Gesetze schaffen keine entgeltliche Erwerbstätigkeit

Es gibt in der Politik eine wirkliche "Lebenslüge": Politik schafft Arbeit. Tut sie nicht. Schon gleich gar nicht auf dem Gesetzgebungswege!

Unternehmen haben, ähnlich wie bei der Schaffung von Ausbildungsplätzen, auch bei der Vergabe entgeltlicher Praktika Risiken und Kosten. Praktika können keinen hochqualifizierten Arbeitsplatz verhindern. Welcher Arbeitgeber kann es sich auf Dauer leisten, Projekte und niveauvolle Dienstleistungen ausschließlich durch Praktikanten erledigen zu lassen? Es droht doch der Verlust von Aufträgen, wenn Berufsanfänger sich unkontrolliert im Markt des Unternehmens bewegen. Es droht zudem, dass besonders herausragende Kräfte mit dem im Praktikum gewonnenen Know-How und ihren frischen Kenntnissen über die Kundenstruktur vom Wettbewerber erfolgreich umworben werden. Oder sich am Ende gar selbständig machen und unmittelbar in Konkurrenz treten. Ein hoher Preis für diese Form der kurzfristigen Senkung von Personalkosten.

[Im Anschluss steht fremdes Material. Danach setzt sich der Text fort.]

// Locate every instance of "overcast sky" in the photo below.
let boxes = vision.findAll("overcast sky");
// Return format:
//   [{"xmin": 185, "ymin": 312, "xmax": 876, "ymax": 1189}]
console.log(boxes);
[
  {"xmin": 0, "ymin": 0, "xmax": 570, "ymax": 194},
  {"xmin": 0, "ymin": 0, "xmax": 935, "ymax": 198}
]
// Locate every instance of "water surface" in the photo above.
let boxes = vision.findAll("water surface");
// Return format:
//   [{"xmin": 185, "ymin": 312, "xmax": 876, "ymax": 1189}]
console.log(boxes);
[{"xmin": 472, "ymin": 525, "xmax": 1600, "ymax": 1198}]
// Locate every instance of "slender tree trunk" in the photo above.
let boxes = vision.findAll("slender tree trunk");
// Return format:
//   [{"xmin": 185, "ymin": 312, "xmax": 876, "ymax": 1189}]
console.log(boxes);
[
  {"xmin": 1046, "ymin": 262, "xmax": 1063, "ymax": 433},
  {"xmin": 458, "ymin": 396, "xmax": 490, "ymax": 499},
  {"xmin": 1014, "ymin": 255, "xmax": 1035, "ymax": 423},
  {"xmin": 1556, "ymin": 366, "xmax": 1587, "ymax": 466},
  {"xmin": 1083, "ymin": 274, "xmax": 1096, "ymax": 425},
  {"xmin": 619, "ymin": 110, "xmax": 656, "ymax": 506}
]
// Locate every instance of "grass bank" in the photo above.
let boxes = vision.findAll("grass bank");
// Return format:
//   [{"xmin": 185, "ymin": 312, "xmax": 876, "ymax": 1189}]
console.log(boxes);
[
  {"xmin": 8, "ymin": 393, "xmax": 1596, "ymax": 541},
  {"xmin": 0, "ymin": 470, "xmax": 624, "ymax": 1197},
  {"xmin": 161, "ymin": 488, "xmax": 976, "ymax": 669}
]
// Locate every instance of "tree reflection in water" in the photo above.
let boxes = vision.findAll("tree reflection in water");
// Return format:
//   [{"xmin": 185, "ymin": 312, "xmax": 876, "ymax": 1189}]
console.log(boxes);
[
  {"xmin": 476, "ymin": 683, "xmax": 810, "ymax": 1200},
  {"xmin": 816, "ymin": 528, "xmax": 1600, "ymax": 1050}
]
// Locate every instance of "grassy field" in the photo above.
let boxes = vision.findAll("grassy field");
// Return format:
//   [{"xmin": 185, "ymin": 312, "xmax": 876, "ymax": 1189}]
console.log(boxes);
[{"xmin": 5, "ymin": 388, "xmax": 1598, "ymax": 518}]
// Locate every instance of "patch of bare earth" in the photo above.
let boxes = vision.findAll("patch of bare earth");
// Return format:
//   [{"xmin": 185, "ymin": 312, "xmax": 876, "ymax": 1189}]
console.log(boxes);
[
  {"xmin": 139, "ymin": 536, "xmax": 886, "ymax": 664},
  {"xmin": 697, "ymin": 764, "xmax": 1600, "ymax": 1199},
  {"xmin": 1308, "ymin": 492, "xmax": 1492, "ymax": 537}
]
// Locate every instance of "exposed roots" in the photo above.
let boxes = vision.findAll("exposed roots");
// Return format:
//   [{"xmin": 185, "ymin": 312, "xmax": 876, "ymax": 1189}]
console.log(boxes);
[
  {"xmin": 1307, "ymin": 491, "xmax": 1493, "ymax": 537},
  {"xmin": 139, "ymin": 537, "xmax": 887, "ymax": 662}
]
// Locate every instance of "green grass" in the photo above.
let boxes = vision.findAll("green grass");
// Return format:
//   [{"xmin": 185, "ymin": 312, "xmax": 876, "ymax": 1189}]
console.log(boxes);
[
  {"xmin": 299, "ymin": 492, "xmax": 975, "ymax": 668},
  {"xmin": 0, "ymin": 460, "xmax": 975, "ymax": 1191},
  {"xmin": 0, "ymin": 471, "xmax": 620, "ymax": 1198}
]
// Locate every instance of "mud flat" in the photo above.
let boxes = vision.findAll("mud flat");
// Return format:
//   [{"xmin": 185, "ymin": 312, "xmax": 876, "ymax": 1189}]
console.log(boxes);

Natürlich gibt es in bestimmten Branchen derzeit auch Missbräuche, die zu Recht angeprangert werden. Solange es noch nicht den Arbeitsplatz auf Rezept mit Einheitsarbeitsvertrag und Mindestlöhnen für alle gibt, nutzt der Arbeitsmarkt die Gestaltungsräume, die noch verblieben sind. Das sind die kümmerlichen Reste der Privatautonomie, die der Gesetzgeber noch übrig gelassen hat. Manche nutzen das schamlos aus. Dieses Verhalten sollte aber der Markt regulieren und sanktionieren. Nicht der Gesetzgeber. Dessen Fürsorglichkeit führt zu Markteffekten, die sicher auch keiner will: In Berufen, in denen Erfahrung eine vorrangige Rolle spielt, werden Praktika dann wohl künftig nur noch selten bis gar nicht angeboten.

"Sie gehören der Generation Praktikum an? Mein Beileid ." – Wieso Beileid?

In Wikipedia findet man unter dem Suchbegriff "Generation Praktikum" übrigens eine sehr nüchterne Darstellung des Phänomens, die ebenso überraschend wie erfrischend ist:

"Ebenfalls bedarf die Art und Weise, wie der Begriff bislang in den Medien gebraucht wird, einer kritischen Analyse. In den meisten Fällen werden Dauerpraktika und Ausbeutung von Absolventen zum Thema gemacht und Betroffene zu einer neuen Klasse hochqualifizierten Prekariats hinzugezählt. Diese Betrachtungsweise ist jedoch nur eine mögliche Perspektive auf das Thema. Feststeht, dass ein Praktikum Geld kostet, das in dieser Zeit für den Lebensunterhalt benötigt wird. Das bedeutet jedoch, dass diese Art der Benachteiligung nur diejenigen treffen kann, die sich das leisten können. Man kann also Praktika als freiwillige Investition Betroffener in deren Weiterbildung sehen, bzw. als einen gehobenen Lebensstil, der ihnen erst ermöglicht, ohne gleich nach ihrem Abschluss die mit einem Beruf einhergehende Verantwortung zu übernehmen, die Arbeitswelt für sich zu ergründen."

Wie immer im Leben: Es ist alles eine Frage des Blickwinkels des jeweiligen Betrachters.